CHICAGO (Reuters) - Central bankers can control inflation regardless of fiscal policy, but only if they are willing to allow the government to default, Minneapolis Federal Reserve President Narayana Kocherlakota said on Monday.
“A sufficiently tough central bank does have the ability to control the price level, regardless of the behavior of the fiscal authority,” Kocherlakota said in remarks prepared for delivery to a sovereign debt seminar at CME Group Inc’s Chicago headquarters.
The seminar was held in conjunction with the CME Group-MSRI Prize in Innovative Quantitative Applications, and Kocherlakota said he was not commenting about any particular country’s policies.
Irresponsible fiscal behavior tends to push up inflation, Kocherlakota said. But if central banks hold the line, to the point of letting fiscal authorities default if necessary, they will be able to control inflation, he said.
Such an approach may not always be the best one, Kocherlakota said.
“It may be optimal for central banks to guarantee fiscal authority debts in some situations,” he said, to avoid exposing the country to severe short-term and medium-term losses in output.

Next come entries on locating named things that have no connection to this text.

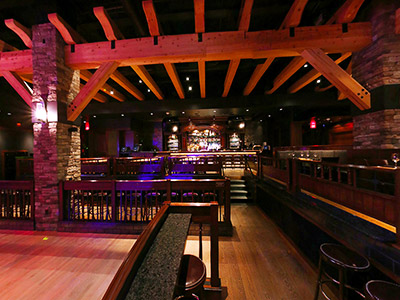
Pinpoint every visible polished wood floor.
[185,204,322,300]
[0,230,136,300]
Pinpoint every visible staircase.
[231,179,251,202]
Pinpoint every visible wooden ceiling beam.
[142,0,160,36]
[279,0,308,30]
[4,19,32,48]
[326,0,364,24]
[80,70,126,102]
[198,60,206,98]
[288,52,351,93]
[265,56,306,94]
[47,13,86,45]
[0,40,18,52]
[93,6,124,41]
[1,71,32,108]
[243,0,308,96]
[110,71,144,101]
[238,0,254,31]
[0,22,372,73]
[222,59,240,97]
[164,63,185,99]
[131,65,164,100]
[193,0,206,33]
[67,62,118,122]
[301,49,371,110]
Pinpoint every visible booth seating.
[314,243,370,300]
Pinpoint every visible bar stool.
[314,243,370,300]
[365,280,400,300]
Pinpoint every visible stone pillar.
[32,24,81,230]
[353,0,400,149]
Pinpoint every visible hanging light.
[310,117,317,129]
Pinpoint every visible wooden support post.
[301,49,371,110]
[67,62,118,121]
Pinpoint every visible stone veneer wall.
[353,109,400,149]
[353,0,400,149]
[32,24,80,230]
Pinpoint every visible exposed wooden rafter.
[110,71,144,101]
[47,13,86,45]
[93,6,124,41]
[131,65,164,100]
[222,59,240,97]
[243,0,308,96]
[67,62,118,121]
[279,0,308,29]
[288,52,351,93]
[80,70,126,102]
[4,19,32,48]
[338,61,353,100]
[142,0,181,99]
[1,71,32,107]
[198,60,206,98]
[326,0,364,24]
[193,0,205,33]
[222,0,254,97]
[301,49,371,110]
[266,57,306,94]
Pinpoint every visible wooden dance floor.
[0,230,137,300]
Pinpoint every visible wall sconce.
[32,94,58,123]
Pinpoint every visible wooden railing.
[102,202,221,300]
[259,158,400,243]
[60,179,230,224]
[0,180,35,220]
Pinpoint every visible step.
[231,184,246,190]
[231,190,248,195]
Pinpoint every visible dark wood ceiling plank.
[198,60,206,98]
[131,65,164,100]
[301,49,371,110]
[288,52,351,93]
[93,6,124,41]
[243,0,308,96]
[67,62,118,121]
[1,71,32,107]
[47,13,86,45]
[222,59,240,97]
[326,0,364,24]
[4,19,32,48]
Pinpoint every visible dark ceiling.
[0,0,370,125]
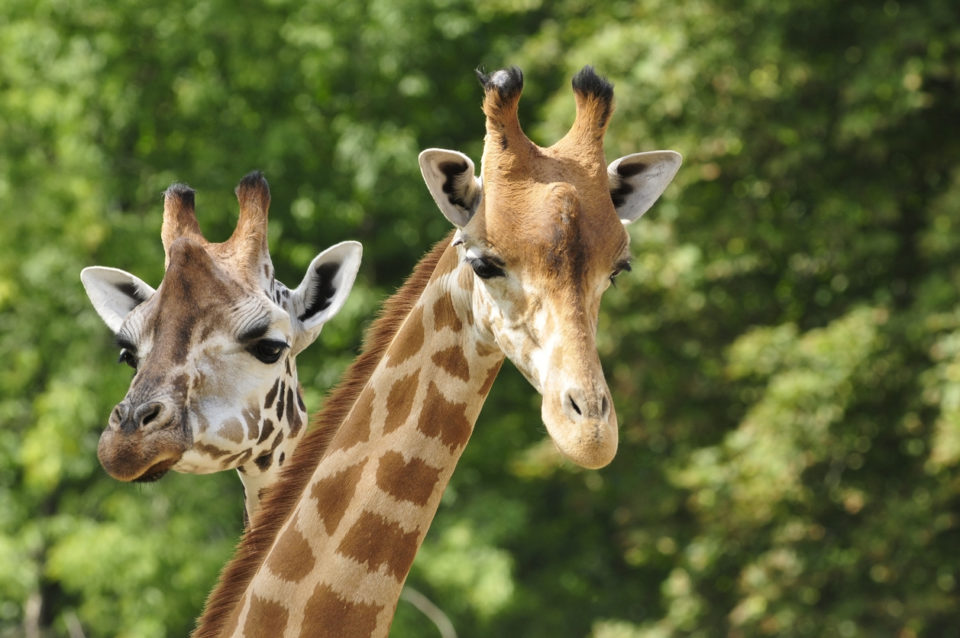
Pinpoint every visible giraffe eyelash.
[610,259,633,286]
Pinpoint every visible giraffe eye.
[467,257,504,279]
[610,259,633,284]
[117,348,139,370]
[247,339,289,363]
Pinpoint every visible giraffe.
[80,172,362,521]
[194,67,680,638]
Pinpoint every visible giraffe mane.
[192,233,453,638]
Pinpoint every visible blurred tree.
[0,0,960,638]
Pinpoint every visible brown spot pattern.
[260,525,316,584]
[298,583,382,638]
[330,386,377,450]
[243,594,289,638]
[387,306,424,367]
[383,372,419,434]
[417,381,473,452]
[337,511,420,581]
[433,295,463,332]
[310,459,367,534]
[430,346,470,381]
[377,452,440,505]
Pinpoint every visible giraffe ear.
[80,266,156,334]
[420,148,483,228]
[291,241,363,353]
[607,151,683,224]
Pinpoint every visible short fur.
[193,233,453,638]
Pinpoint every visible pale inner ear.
[419,148,483,228]
[291,241,363,351]
[607,151,683,224]
[80,266,156,334]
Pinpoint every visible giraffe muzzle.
[97,400,191,481]
[541,386,618,469]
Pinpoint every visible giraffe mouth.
[133,459,177,483]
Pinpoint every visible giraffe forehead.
[144,238,279,345]
[484,182,629,275]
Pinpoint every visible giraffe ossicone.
[80,172,362,515]
[194,67,680,638]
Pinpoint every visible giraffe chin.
[97,428,186,483]
[541,401,619,470]
[133,459,178,483]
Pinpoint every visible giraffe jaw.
[541,396,619,470]
[133,459,178,483]
[97,427,189,483]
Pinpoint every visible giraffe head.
[420,67,681,467]
[81,173,361,488]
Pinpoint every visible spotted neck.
[196,242,503,636]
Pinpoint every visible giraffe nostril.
[134,402,163,427]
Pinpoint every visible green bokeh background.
[0,0,960,638]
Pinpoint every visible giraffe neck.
[237,380,307,529]
[197,240,503,636]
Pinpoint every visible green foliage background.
[0,0,960,638]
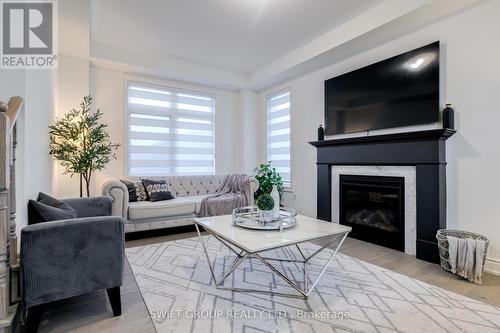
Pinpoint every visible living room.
[0,0,500,332]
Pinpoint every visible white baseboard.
[484,258,500,276]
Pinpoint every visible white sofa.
[102,175,259,232]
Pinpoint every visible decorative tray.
[233,206,297,231]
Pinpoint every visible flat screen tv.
[325,42,439,135]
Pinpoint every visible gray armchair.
[21,197,124,332]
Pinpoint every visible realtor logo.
[0,0,57,69]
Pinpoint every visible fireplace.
[310,128,455,263]
[339,175,405,251]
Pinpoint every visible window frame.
[264,87,293,188]
[123,77,217,177]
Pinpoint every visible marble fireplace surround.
[331,165,417,255]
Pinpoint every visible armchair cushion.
[28,192,77,224]
[62,196,113,217]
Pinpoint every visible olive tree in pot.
[49,95,120,197]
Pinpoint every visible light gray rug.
[126,237,500,333]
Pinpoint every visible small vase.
[259,210,273,223]
[443,104,455,129]
[318,124,325,141]
[271,185,280,220]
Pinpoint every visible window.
[128,82,215,176]
[267,91,291,187]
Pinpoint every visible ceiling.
[91,0,383,74]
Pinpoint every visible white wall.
[90,67,243,195]
[0,69,55,235]
[261,1,500,272]
[53,55,90,198]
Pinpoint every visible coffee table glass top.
[194,215,351,253]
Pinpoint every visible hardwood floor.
[32,231,500,333]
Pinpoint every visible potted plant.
[49,95,120,197]
[255,193,274,222]
[254,161,283,200]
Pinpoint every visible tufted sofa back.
[125,175,226,197]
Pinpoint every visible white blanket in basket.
[446,236,486,284]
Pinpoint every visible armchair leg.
[25,304,45,333]
[106,287,122,317]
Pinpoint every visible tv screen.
[325,42,439,135]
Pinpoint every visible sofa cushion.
[142,179,174,201]
[120,179,148,202]
[128,197,196,221]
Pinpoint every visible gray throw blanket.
[198,175,251,217]
[446,236,486,284]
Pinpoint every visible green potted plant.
[49,95,120,197]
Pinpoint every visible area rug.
[126,236,500,333]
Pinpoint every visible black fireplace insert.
[339,175,405,251]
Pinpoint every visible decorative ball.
[256,193,274,210]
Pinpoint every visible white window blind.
[128,82,215,176]
[267,91,291,187]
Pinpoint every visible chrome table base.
[195,223,349,299]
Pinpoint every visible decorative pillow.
[28,192,77,224]
[142,179,174,201]
[120,179,148,202]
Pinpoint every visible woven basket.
[436,229,490,275]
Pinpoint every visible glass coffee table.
[194,215,351,299]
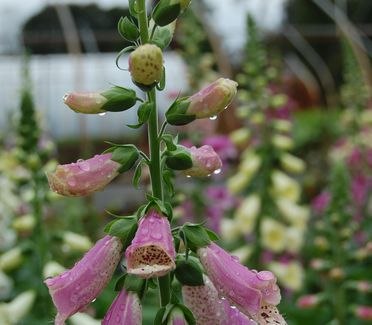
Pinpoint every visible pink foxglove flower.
[183,145,222,177]
[102,289,142,325]
[47,153,121,196]
[186,78,238,119]
[182,276,256,325]
[198,243,285,324]
[125,211,176,279]
[44,236,122,325]
[63,92,107,114]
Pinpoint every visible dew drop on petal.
[213,168,221,175]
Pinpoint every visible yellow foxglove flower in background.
[260,217,287,253]
[268,261,304,291]
[235,194,261,235]
[227,172,251,194]
[285,227,305,254]
[220,218,241,242]
[271,170,301,202]
[280,153,306,174]
[276,199,310,229]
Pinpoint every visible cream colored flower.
[261,217,287,253]
[271,170,301,202]
[234,194,261,235]
[280,153,306,174]
[276,199,310,229]
[286,227,305,254]
[268,261,304,291]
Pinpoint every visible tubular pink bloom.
[182,276,227,325]
[125,211,176,279]
[186,78,238,119]
[297,295,319,309]
[102,289,142,325]
[63,92,107,114]
[355,306,372,320]
[47,153,121,196]
[198,243,285,324]
[44,236,122,325]
[183,145,222,177]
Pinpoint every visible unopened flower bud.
[129,44,163,86]
[183,145,222,177]
[63,231,93,253]
[166,78,238,125]
[13,214,36,232]
[0,247,23,272]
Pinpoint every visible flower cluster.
[45,0,286,325]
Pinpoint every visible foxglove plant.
[45,0,285,325]
[221,18,309,291]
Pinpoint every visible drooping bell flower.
[198,243,285,324]
[182,276,227,325]
[102,289,142,325]
[47,153,121,196]
[166,78,238,125]
[183,145,222,177]
[44,236,122,325]
[128,44,163,86]
[125,210,176,279]
[63,92,107,114]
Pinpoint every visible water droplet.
[150,232,163,239]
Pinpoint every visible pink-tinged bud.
[297,295,319,309]
[186,78,238,118]
[47,153,121,196]
[354,306,372,320]
[129,44,163,86]
[63,92,107,114]
[183,145,222,177]
[125,211,176,279]
[102,289,142,325]
[44,236,122,325]
[182,276,227,325]
[198,243,282,324]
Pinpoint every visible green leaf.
[180,223,211,251]
[165,145,192,170]
[101,86,137,112]
[118,17,140,41]
[152,0,181,26]
[174,255,204,286]
[127,102,154,129]
[156,67,165,91]
[177,304,196,325]
[150,26,173,50]
[111,144,139,173]
[204,228,220,241]
[132,161,142,188]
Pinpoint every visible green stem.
[137,0,171,307]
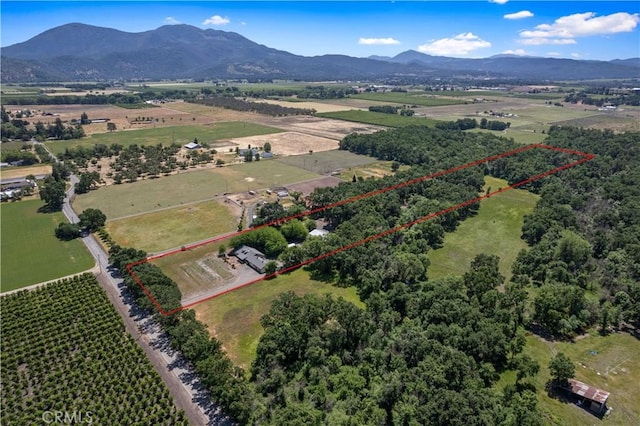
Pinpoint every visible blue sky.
[0,0,640,60]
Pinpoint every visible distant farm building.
[184,142,200,149]
[563,379,609,416]
[233,246,267,274]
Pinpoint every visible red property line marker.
[126,144,595,316]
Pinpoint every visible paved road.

If this is the approach taken, he said, then “we again have to think of price level determination as something that is done jointly by the fiscal authority and the central bank.”
Kocherlakota did not make any reference in prepared remarks to the Fed’s latest easing move, or his dissent against it, earlier this month.
A budget impasse over the summer brought the United States to the verge of a first-ever debt default. Although a last-minute agreement averted that, uncertainty over fiscal policy has unsettled consumers and contributed to an economic slowdown.
Fed officials, including Chairman Ben Bernanke, have called on policymakers to forge a long-term fiscal solution, but politicians have continued to spar over what course to take.